Policymakers in many states have turned more and more to private managed care insurers to manage their Medicaid programs. More than half of people on Medicaid across the country are in some sort of “risk-based managed care organizations (MCOs)” and 39 states – according to comprehensive research by the Kaiser Family Foundation – use such entities. The key difference from delivery of traditional Medicaid services with these MCOs is that (in theory) the state pays the MCO a fixed fee per beneficiary and in return the MCO agrees to deliver all the needed care that beneficiary needs for that fixed fee. Thus risk for higher costs is – again in theory -shifted to the MCO through this type of contract.
North Carolina has gone a different path over the past 15 years towards introducing managed care into its Medicaid program and is often held up as a model for other states looking for innovative change. There, networks of hospitals, doctors and other providers are organized into fourteen regional systems across the state where managers work with primary care physicians to coordinate and direct care for each Medicaid patient. A fixed fee per patient is paid for this coordination service by the state with Medicaid services still being delivered and paid for under a fee for service system. However, each regional network also makes extensive use of state of the art data, local investment, primary care physician support and reimbursement incentives to identify areas where care can be improved and money can be saved. In North Carolina this Medicaid system is called Community Care or CCNC and it serves 1.3 million out of North Carolina’s 1.5 million total Medicaid recipients.
The North Carolina CCNC model has been popular and successful – so much so that the Commonwealth Fund developed an entire online reference source a few years ago to help other states interested in implementing some portion of CCNC’s systems.
Over the years several studies have been done of the cost savings and health delivery changes attributable to NC’s care management system. For example, the consulting group Milliman concluded in 2011 that over a four year period CCNC had saved the state over $1 billion by reducing costs around 6% by the end of the study period.
A 2012 study by the firm Treo Solutions found significantly lower inpatient hospital admissions and lower ER use among CCNC patients – two critical cost drivers in any insurance plan.
While providers, health policy experts, accounting firms and consultants have praised CCNC, North Carolina’s legislators have been less enamored. The desire among some lawmakers to remove NC’s Medicaid population from CCNC and hire a set of private managed care companies to manage the program culminated in a long and ongoing debate in North Carolina this year. Legislators wishing to change NC’s Medicaid program to one run by private insurers who agreed to accept the financial risk for caring for Medicaid patients was driven in part by a stated desire on the part of lawmakers for more “cost predictability” in the Medicaid program. Shifting the entire financial risk of caring for Medicaid patients to private insurers was seen as the way to achieve this goal although experience in some states shows that costs may not always be so predictable after the initial change.
These concerns have culminated in two results – both summarized neatly in this recent editorial in the Raleigh News and Observer.
First, North Carolina looks poised this year to essentially dismantle the CCNC program and invite bids from private health insurers to manage North Carolina’s Medicaid program. Second, legislators skeptical of previous findings that CCNC had consistently saved hundreds of millions of state tax dollars each year while improving care asked the North Carolina State Auditor to conduct an independent review of the program. That review was released on August 20th and presented a result that was at odds with the criticisms of Medicaid skeptics.

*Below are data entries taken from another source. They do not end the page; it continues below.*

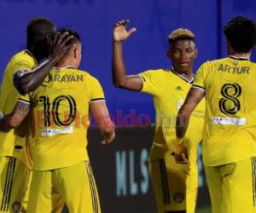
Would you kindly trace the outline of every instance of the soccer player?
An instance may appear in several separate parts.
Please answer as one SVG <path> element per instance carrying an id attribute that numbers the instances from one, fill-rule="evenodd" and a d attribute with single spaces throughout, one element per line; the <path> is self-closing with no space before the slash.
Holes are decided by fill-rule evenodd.
<path id="1" fill-rule="evenodd" d="M 0 94 L 0 111 L 2 116 L 5 115 L 0 120 L 0 212 L 20 212 L 31 168 L 29 149 L 26 149 L 25 144 L 29 135 L 29 124 L 26 124 L 27 121 L 25 121 L 25 124 L 16 130 L 4 125 L 16 103 L 14 112 L 22 114 L 29 108 L 26 96 L 20 95 L 15 88 L 13 76 L 17 72 L 20 74 L 30 71 L 29 77 L 33 76 L 33 80 L 31 83 L 20 87 L 26 89 L 26 91 L 32 90 L 43 81 L 44 75 L 45 76 L 66 53 L 65 44 L 67 39 L 70 38 L 67 37 L 67 33 L 60 35 L 56 43 L 51 43 L 51 55 L 49 55 L 47 36 L 52 33 L 55 33 L 55 25 L 50 20 L 45 18 L 32 19 L 27 26 L 26 49 L 12 57 L 3 74 Z M 38 66 L 40 60 L 47 57 L 44 63 Z M 17 75 L 16 80 L 23 81 L 24 78 L 20 78 L 20 76 L 22 75 Z M 15 123 L 18 122 L 19 118 L 14 117 L 13 120 Z M 26 209 L 26 202 L 24 201 L 22 205 L 23 209 Z"/>
<path id="2" fill-rule="evenodd" d="M 73 37 L 67 43 L 72 49 L 26 100 L 34 118 L 33 176 L 27 213 L 51 212 L 60 200 L 70 213 L 101 212 L 86 150 L 90 111 L 98 122 L 103 144 L 113 140 L 114 125 L 99 82 L 78 70 L 80 37 L 77 32 L 68 32 Z"/>
<path id="3" fill-rule="evenodd" d="M 197 55 L 195 35 L 188 29 L 173 31 L 168 41 L 171 69 L 148 70 L 138 75 L 125 74 L 122 43 L 136 29 L 126 31 L 128 20 L 113 29 L 113 79 L 116 87 L 153 96 L 155 133 L 149 156 L 149 173 L 159 213 L 195 212 L 197 194 L 197 147 L 201 140 L 205 103 L 192 116 L 188 147 L 189 164 L 177 164 L 172 153 L 175 146 L 175 121 L 179 107 L 194 81 L 193 62 Z"/>
<path id="4" fill-rule="evenodd" d="M 256 26 L 237 16 L 224 32 L 229 56 L 201 65 L 178 112 L 176 158 L 183 161 L 190 114 L 205 96 L 202 152 L 212 213 L 253 213 L 256 212 L 256 64 L 250 57 L 256 44 Z"/>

The NC State Auditor’s rigorous study was unequivocal. Looking at nearly a decade of data with a new emphasis on actual patient expenditures and provider use, the report found that CCNC was saving NC taxpayers an average of about $312 per beneficiary per year – a 9% savings or almost $400 million a year. There was decreased spending in almost all service categories with the largest reduction of 25% in inpatient hospital admissions along with “meaningful” reductions of 10.7% in prescription drug use, readmissions and visits for asthma. All these results the Auditor noted point to “improved health outcomes for CCNC members.”
The State Auditor’s research neatly fit in “with prior evaluations, further solidifying the large body of evidence demonstrating CCNC’s impact in reducing preventable hospitalizations, improving outcomes, and generating substantial cost savings that accrue to the state of North Carolina,” noted Dr. Tom Wroth, the acting President of CCNC, in an August 14th letter responding to the audit.
While one might expect such a positive independent review – ordered by the most skeptical state legislative critics of CCNC no less – might have at least some impact on the move of North Carolina towards dismantling its current Medicaid system, the report seems to have had little effect. Absent a major shift as North Carolina lawmakers struggle to complete a budget and bring to a close their longest legislative session in years, it appears that North Carolina’s Medicaid experiment – despite its documented success – is about to come to an end.